I’d read that email a thousand times over the years. I practically had it memorized.
“I didn’t have a goddamn abortion, Ryan. I had the baby,” she said, and my world suddenly tilted on its axis. “And you know that because you signed your rights away.”
“What? What the fuck are you talking about?” I asked, getting to my feet and raking my hands through my hair. She was a crazy person. She was spouting out untruths, and I wasn’t going to stand for it. “You told me in the email that you had an abortion while I was away on that sailing trip. How could you have had the baby?”
“Ryan, what are you talking about? I never sent you an email saying I had an abortion. I wouldn’t have done that. I didn’t do it.”
I looked up at her. “So, what? You just told me that to hurt me when you really had the baby? Where is it now? Why don’t I know about this?”
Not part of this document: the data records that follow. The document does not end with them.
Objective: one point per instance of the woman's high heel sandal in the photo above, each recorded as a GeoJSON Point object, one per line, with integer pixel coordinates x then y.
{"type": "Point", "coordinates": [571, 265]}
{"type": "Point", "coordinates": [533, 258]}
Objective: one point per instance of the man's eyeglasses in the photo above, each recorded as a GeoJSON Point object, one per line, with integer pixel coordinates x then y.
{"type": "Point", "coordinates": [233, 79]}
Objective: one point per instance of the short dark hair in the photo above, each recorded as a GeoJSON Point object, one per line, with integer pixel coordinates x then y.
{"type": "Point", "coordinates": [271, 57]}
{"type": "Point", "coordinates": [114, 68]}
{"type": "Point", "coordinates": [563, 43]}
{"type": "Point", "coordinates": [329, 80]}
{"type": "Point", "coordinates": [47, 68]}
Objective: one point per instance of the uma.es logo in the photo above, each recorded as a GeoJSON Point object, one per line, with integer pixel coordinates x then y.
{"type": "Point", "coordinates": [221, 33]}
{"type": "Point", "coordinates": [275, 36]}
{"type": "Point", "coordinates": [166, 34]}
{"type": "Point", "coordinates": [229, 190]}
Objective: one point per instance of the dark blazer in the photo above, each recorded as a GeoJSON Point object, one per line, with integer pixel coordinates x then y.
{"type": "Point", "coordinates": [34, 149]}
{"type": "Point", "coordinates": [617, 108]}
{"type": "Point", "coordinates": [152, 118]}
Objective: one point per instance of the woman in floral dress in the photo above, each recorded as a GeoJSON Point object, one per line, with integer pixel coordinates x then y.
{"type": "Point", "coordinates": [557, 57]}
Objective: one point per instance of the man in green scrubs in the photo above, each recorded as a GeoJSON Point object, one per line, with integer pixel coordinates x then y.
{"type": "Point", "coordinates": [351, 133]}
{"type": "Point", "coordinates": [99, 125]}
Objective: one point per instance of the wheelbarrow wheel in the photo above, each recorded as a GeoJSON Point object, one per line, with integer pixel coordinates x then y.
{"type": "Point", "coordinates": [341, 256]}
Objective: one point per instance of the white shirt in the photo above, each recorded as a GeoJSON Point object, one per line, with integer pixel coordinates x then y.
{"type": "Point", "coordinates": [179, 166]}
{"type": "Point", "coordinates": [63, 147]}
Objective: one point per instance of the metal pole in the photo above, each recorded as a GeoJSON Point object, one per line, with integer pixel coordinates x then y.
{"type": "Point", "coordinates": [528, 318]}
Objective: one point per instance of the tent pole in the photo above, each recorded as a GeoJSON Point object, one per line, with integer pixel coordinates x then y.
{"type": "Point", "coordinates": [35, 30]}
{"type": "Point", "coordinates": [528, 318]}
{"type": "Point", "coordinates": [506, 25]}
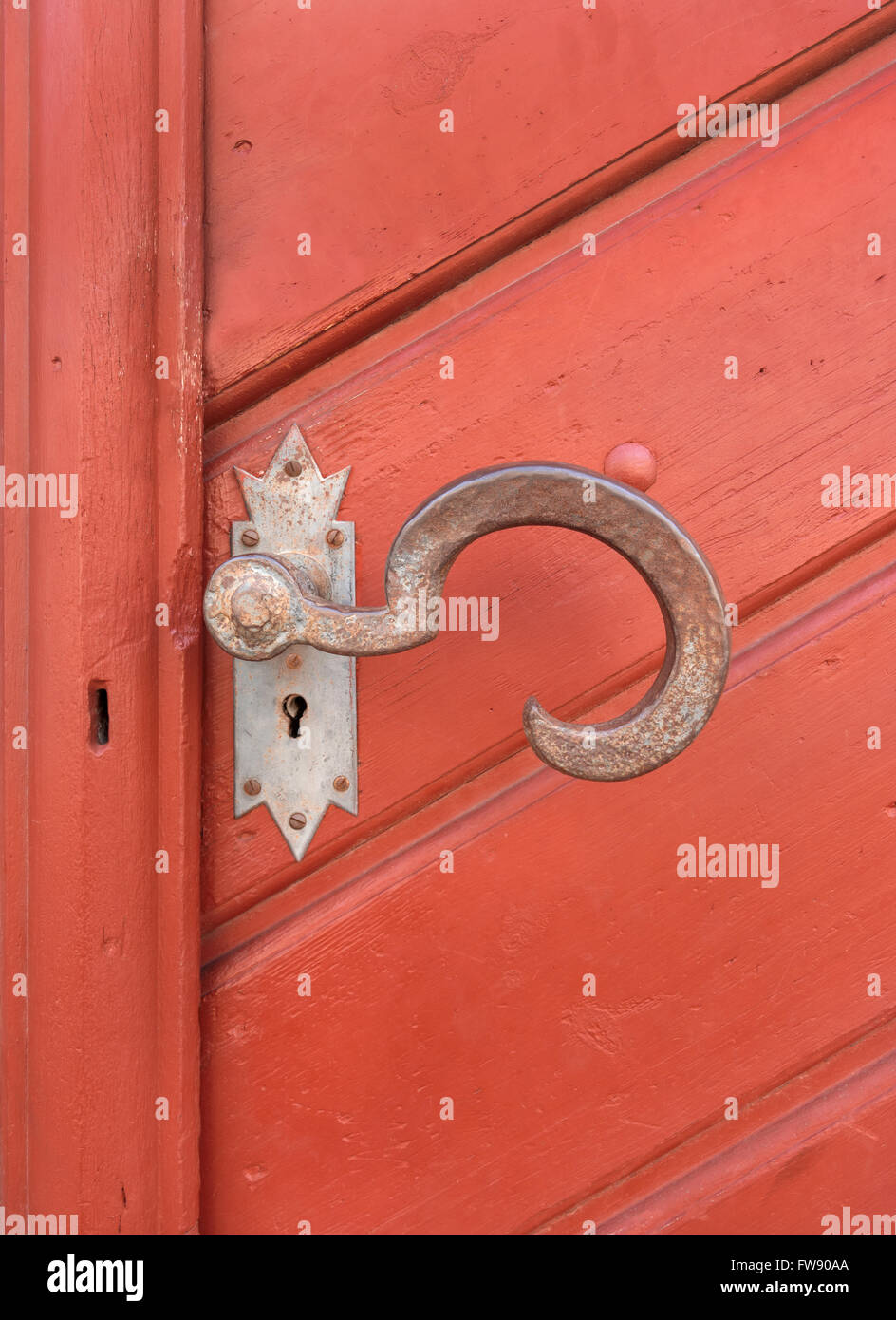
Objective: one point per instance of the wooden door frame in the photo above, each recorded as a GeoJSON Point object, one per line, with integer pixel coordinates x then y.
{"type": "Point", "coordinates": [101, 853]}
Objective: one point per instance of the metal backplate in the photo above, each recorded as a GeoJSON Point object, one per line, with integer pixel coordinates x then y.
{"type": "Point", "coordinates": [297, 761]}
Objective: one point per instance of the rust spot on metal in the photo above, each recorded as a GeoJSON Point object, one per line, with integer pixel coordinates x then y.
{"type": "Point", "coordinates": [648, 735]}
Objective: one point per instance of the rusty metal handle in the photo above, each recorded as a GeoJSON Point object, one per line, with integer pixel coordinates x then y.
{"type": "Point", "coordinates": [256, 605]}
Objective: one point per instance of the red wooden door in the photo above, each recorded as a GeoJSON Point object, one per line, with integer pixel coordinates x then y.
{"type": "Point", "coordinates": [497, 999]}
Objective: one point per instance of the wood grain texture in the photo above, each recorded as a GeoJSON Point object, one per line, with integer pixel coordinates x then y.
{"type": "Point", "coordinates": [110, 940]}
{"type": "Point", "coordinates": [761, 255]}
{"type": "Point", "coordinates": [338, 136]}
{"type": "Point", "coordinates": [469, 985]}
{"type": "Point", "coordinates": [827, 1133]}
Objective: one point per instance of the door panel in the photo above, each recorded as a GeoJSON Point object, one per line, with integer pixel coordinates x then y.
{"type": "Point", "coordinates": [348, 149]}
{"type": "Point", "coordinates": [469, 985]}
{"type": "Point", "coordinates": [466, 984]}
{"type": "Point", "coordinates": [570, 358]}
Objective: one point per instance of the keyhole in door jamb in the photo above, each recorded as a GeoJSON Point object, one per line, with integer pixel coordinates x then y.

She was looking at me like I was crazy. “You do know about it. I have a letter from your lawyer that you signed stating you gave up your parental rights.”
“What? What letter?”
The she stood up and faced me. “Oh my God, Ryan! This is so aggravating. Why are you playing dumb? Why?”
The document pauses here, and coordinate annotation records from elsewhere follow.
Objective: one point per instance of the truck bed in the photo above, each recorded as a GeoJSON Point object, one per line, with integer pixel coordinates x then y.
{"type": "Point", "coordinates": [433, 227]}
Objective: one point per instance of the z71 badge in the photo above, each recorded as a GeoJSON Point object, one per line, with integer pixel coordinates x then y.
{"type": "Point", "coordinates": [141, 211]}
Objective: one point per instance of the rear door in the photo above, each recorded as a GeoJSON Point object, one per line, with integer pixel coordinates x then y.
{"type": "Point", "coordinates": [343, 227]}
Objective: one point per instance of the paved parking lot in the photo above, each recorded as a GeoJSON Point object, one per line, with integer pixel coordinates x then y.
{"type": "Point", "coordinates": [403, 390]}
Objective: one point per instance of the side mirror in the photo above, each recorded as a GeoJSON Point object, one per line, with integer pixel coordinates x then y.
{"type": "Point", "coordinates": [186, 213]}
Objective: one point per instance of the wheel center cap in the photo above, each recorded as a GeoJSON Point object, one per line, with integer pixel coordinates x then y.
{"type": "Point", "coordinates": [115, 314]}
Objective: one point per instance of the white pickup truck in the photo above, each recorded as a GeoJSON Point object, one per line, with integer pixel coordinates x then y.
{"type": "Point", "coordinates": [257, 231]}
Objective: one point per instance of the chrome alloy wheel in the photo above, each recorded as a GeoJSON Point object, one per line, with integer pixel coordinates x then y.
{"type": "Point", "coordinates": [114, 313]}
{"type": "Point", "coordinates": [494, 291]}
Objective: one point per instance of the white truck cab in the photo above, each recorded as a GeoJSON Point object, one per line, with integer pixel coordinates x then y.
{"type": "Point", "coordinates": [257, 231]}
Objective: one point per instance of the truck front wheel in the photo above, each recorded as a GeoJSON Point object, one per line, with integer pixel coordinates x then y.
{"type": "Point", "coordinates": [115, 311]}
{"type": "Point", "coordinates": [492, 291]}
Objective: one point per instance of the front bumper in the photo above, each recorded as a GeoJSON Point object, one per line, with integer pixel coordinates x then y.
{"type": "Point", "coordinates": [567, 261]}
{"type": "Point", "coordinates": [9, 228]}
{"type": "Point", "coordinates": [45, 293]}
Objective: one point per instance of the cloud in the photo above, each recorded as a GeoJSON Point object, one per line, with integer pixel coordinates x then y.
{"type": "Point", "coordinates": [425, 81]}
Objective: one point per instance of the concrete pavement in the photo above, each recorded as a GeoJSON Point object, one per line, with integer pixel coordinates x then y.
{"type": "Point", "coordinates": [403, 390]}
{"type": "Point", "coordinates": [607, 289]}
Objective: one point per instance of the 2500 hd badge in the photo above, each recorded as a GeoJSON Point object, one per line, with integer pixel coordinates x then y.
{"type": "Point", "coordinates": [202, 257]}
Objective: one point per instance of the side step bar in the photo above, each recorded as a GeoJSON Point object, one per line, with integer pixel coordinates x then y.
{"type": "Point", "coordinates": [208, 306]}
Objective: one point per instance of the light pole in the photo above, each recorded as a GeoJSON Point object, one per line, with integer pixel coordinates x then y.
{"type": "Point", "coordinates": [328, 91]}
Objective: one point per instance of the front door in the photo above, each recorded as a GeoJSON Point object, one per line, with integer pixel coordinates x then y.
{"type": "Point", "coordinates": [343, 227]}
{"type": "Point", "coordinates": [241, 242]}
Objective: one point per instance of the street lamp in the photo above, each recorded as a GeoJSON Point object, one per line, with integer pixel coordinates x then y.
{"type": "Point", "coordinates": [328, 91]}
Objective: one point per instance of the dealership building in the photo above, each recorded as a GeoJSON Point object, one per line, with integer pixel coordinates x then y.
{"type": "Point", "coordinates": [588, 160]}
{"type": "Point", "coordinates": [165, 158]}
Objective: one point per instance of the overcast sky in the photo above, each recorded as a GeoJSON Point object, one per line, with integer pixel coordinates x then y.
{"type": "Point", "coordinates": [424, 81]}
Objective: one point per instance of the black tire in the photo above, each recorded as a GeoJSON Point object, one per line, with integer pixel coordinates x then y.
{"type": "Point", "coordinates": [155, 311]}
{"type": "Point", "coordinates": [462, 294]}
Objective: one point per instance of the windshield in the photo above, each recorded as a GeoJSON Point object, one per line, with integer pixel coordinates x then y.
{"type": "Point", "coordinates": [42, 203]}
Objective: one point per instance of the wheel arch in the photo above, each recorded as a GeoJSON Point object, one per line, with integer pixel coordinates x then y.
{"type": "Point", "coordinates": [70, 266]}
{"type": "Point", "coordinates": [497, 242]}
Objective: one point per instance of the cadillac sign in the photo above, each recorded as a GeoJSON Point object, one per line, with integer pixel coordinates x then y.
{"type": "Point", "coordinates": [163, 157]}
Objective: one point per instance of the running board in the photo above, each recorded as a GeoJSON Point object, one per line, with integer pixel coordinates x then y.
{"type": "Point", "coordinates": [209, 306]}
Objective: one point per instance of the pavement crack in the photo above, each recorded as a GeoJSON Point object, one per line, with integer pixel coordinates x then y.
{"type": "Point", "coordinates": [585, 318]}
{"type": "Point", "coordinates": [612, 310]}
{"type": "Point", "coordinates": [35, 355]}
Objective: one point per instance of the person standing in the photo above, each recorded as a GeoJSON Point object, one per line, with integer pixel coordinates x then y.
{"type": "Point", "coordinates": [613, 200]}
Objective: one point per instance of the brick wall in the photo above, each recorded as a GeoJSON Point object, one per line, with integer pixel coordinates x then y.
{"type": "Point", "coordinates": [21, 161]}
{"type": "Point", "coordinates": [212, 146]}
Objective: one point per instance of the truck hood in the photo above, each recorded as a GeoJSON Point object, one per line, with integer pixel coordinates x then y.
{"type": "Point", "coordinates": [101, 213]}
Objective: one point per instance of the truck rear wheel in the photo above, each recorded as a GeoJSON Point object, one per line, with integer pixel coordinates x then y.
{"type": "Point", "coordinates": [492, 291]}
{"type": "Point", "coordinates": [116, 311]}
“I’m not playing dumb, I swear. I have no idea what you’re talking about. Here’s what I know. During the two weeks I was away on that sailing trip, I got an email from you, and you told me that you had an abortion, and I never heard from you again! That’s it.”
“I called you like ten times,” she growled. “And you didn’t call me back.”
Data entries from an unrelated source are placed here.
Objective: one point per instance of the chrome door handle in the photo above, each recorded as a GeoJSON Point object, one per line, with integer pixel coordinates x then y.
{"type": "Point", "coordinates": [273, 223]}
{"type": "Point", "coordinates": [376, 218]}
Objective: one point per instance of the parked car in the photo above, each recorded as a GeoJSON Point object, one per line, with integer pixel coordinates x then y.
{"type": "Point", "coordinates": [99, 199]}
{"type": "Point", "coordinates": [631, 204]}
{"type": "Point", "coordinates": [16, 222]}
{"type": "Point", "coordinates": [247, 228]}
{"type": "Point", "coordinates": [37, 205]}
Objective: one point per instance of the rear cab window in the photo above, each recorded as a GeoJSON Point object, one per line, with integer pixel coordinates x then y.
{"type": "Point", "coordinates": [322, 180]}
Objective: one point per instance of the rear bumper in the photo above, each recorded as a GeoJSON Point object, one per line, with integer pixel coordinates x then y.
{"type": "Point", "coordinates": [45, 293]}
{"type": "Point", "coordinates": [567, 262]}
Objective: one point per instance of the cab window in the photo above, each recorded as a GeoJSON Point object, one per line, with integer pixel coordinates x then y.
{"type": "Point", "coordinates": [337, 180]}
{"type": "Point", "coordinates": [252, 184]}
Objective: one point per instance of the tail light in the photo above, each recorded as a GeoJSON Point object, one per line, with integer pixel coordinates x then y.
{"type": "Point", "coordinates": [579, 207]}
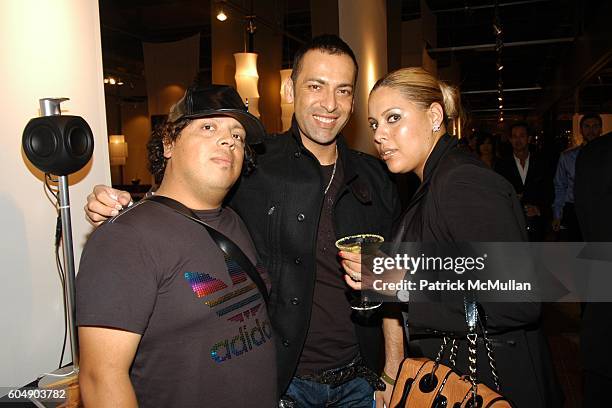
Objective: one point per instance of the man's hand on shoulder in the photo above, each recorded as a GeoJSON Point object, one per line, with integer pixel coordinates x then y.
{"type": "Point", "coordinates": [105, 202]}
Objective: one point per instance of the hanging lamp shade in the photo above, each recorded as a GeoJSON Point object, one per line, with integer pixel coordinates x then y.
{"type": "Point", "coordinates": [246, 79]}
{"type": "Point", "coordinates": [286, 107]}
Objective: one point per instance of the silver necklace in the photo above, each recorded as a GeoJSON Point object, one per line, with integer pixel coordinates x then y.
{"type": "Point", "coordinates": [333, 172]}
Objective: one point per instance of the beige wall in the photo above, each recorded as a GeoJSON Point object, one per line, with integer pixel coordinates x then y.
{"type": "Point", "coordinates": [49, 49]}
{"type": "Point", "coordinates": [170, 68]}
{"type": "Point", "coordinates": [370, 47]}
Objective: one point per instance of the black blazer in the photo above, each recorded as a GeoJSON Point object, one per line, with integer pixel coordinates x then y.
{"type": "Point", "coordinates": [280, 204]}
{"type": "Point", "coordinates": [461, 200]}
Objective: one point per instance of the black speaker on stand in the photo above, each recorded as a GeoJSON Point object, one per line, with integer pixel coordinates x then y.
{"type": "Point", "coordinates": [61, 145]}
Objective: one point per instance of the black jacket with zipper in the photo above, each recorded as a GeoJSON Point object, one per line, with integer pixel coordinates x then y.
{"type": "Point", "coordinates": [281, 204]}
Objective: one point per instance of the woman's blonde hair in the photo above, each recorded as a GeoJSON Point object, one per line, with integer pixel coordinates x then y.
{"type": "Point", "coordinates": [422, 88]}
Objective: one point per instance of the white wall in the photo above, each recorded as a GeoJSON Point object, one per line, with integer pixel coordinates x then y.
{"type": "Point", "coordinates": [370, 48]}
{"type": "Point", "coordinates": [49, 49]}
“I was pissed,” I shouted. “I thought you had a fucking abortion without telling me first. It wasn’t something I could forgive and forget very easily.”
She threw her hands up in exasperation. “Well, that’s not what really happened. What happened wa
s that I got an email from you telling me that you couldn’t be a father and that you wanted me to get an abortion and that we were done. And then you wouldn’t return my phone calls, so I moved out here, decided to have the baby and raise him myself. Then when I was six months pregnant, I got the letter from your lawyer.”
I froze. “Him?”
“Yes, him,” Harper said, and she started to cry again, covering her face with her hands.
“Well where is he now?” I asked, knowing we had to get back to the part about the letter and the email, but this was much more pressing. I had a son that I’d never known about.
Harper looked up at me after a few seconds, her eyes damp and so full of emotion. “He died seven years ago,” she said softly.
And I think I literally stopped breathing.
Chapter Eighteen
Harper
Instantly Ryan’s arms were around me as the tears continued to fall. He gripped me tight, and it was exactly what I’d needed seven years earlier when I’d stood with my dad and watched my son’s small casket being lowered into the ground. And I’d never, ever forget the feeling of helplessness as I stood there wondering why a sweet little boy had been taken from the world too soon and robbed of the love that I had for him. But more than anything that day I’d cried for Ryan and the choice he made and the fact that he’d never know his son.
Tyler was the most amazing little boy. He was sweet and caring and always smiling. I knew Ryan would have loved him if he’d taken the chance to know him, but he’d never wanted that. And because of that decision, he’d missed out. And just like it had that day, my heart broke for him all over again.
“Sorry to interrupt,” a voice said then, pulling me out of my memories and back into the present where Anthony the plumber was watching me cry against Ryan’s chest.